Asked by the committee if he was still being paid salaries and emoluments.

Katu answered in the affirmative, adding that files had been sent to Maina within the last two months to treat and minute on as an acting director.

He promised to provide evidence to back his claims at the next hearing.

The counsel said his client’s purported dismissal had been carried out despite the fact that the matter was already in court where the power to sack him was already in dispute.

Although the HoS and the Ministry of Interior as well as the FCSC claimed they were unaware of the court proceedings against them, Katu said evidence will be provided to the committee at its next sitting.

He said Maina, who was “avoidably” absent from the hearing due to security concerns will need the cover of the committee against arrest by the law enforcement agencies, given that the House had passed a resolution which aside from calling for an inquiry into his reinstatement, had also urged the EFCC to immediately arrest him.

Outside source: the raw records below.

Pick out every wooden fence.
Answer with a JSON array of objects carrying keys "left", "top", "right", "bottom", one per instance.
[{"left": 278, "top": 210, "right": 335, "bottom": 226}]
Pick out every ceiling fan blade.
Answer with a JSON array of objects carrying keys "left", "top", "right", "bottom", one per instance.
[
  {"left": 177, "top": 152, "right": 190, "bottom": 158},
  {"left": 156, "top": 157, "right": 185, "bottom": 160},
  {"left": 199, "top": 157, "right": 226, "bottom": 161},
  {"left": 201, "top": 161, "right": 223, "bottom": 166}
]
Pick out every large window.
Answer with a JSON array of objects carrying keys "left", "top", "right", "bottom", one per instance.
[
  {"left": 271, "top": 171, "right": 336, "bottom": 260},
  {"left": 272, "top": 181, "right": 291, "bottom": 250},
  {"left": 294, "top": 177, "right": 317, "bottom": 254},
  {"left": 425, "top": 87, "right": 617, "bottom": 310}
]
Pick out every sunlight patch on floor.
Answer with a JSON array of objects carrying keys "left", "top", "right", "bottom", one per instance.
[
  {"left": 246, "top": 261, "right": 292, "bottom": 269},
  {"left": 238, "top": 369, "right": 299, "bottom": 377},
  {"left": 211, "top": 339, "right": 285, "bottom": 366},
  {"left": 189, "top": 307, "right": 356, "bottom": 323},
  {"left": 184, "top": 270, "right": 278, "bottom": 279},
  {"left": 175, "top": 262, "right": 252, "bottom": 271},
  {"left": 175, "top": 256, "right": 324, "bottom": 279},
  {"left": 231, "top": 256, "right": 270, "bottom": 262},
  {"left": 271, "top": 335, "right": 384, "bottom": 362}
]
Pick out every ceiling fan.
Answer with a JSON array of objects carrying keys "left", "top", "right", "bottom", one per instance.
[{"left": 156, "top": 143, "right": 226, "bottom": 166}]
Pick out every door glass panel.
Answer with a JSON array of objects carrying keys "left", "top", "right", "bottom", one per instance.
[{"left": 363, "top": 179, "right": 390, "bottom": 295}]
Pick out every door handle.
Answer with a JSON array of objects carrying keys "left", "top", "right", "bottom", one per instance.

Katu said by that declaration, the House appeared to have adjudged him to be guilty.

On Maina’s disappearance in the heat of the alleged pension scam, his counsel said the former pension boss had to go into hiding as a result of threats to his life, especially from the State House.

However, a mild drama ensued to the consternation of the committee when the Inspector-General of Police (IG), Ibrahim Idris said the police did not play any role whatsoever in the disappearance and reinstatement of Maina, as no member of the force was a member of his committee.

Represented at the hearing by the Deputy Inspector General of Police (DIG), Research and Planning, Tochukwu Valentine, Idris said the police had no knowledge of the circumstances other than what was in the public domain.

When the committee, however, reminded him of a good number of policemen providing security to the embattled Maina amid the crisis, the police boss said: “We don’t have any record of any police officer guarding Maina” and challenged anyone to provide such details.

Idris said the only point at which the police got involved was when Maina was declared wanted based on a bench warrant issued against him by the Senate.

He added that till date, the police were still looking for him.